RIM’s caustic response is probably just soreness that the iPhone has surpassed the Blackberry in almost every aspect, even though it was first released a mere 3 years ago. The Blackberry has nearly had a corner on the smartphone market since it was released in 2002—8 years ago. It took Apple only one year to surpass Blackberry sales in Q4 2008, when RIM had, by that point, over 6 years to perfect their product. Stiff competition, eh?

This is all especially interesting to me because I have owned phones made by RIM, Motorola and Nokia. And guess what? They all have issues. All of them drop calls. All of them have reception issues.
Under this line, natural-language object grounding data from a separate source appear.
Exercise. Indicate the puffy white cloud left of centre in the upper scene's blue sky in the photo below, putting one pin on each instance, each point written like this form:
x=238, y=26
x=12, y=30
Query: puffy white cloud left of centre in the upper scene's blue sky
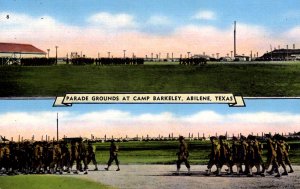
x=113, y=21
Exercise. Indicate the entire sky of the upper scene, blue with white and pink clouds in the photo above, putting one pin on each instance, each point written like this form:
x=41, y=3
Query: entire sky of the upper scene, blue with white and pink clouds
x=145, y=26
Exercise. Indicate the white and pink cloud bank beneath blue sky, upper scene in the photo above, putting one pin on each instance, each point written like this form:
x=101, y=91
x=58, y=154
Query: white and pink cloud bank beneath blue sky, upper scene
x=114, y=32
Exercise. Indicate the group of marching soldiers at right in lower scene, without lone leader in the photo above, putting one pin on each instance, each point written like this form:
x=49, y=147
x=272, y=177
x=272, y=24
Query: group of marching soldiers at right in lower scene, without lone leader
x=247, y=151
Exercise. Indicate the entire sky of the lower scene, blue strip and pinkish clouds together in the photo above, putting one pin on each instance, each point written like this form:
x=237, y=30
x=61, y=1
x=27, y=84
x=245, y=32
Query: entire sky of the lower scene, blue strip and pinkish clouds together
x=38, y=117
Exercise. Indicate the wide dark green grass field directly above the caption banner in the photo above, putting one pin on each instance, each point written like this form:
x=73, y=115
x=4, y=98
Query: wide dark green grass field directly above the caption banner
x=247, y=79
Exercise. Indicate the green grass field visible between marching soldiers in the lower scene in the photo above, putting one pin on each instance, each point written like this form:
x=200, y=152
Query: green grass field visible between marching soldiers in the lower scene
x=164, y=152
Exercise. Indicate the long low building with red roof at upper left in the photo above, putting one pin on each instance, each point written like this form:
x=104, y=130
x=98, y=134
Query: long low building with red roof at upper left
x=15, y=50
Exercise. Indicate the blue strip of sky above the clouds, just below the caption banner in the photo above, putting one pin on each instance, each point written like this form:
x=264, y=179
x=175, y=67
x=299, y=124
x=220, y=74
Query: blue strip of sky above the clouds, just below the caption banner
x=252, y=105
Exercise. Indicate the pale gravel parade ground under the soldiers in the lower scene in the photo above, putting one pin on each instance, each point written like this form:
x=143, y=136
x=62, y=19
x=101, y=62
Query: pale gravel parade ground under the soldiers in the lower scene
x=162, y=176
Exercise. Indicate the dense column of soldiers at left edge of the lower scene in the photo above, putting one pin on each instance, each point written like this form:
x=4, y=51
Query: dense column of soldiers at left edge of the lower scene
x=45, y=157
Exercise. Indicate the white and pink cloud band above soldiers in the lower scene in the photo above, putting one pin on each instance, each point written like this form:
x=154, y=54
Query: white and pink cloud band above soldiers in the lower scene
x=121, y=123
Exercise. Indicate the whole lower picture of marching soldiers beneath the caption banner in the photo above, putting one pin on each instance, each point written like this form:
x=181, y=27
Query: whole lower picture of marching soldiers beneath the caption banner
x=150, y=145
I tossed my Blackberry as fast as I possibly could after the iPhone 3G came out, because it was a 98lb weakling in the face of a 500lb Gorilla. And I’ve never looked back. You know why? Because the iPhone is great. It’s the coolest consumer product I’ve ever owned. And it is legions ahead of even the most advanced Blackberry. Heck, I even saved $10/mo by upgrading to the iPhone. It was cheaper than a Blackberry.

Seems to me that RIM is a sore loser. Their phone lost it’s leading edge 4 years ago, and they feel that in order to keep up with the cut-throat smartphone industry, they’ll have to smear the competition, instead of just making better products. Which is awfully similar to a political campaign, if you think about it. Republicans and Democrats throw sludge at each other, thinking they can get elected if they can just destroy the credibility of their opponent, instead of simply running on their own credentials and platforms. And like an election, people are carefully watching the responses.

As I’ve said for years, “buy whatever product you want. If you like Apple products, buy one. If don’t don’t—don’t buy one.” It’s all about personal preference. And if someone else has bought a product you don’t like—let them. It’s their choice. That’s the heart of the matter for the iPhone 4.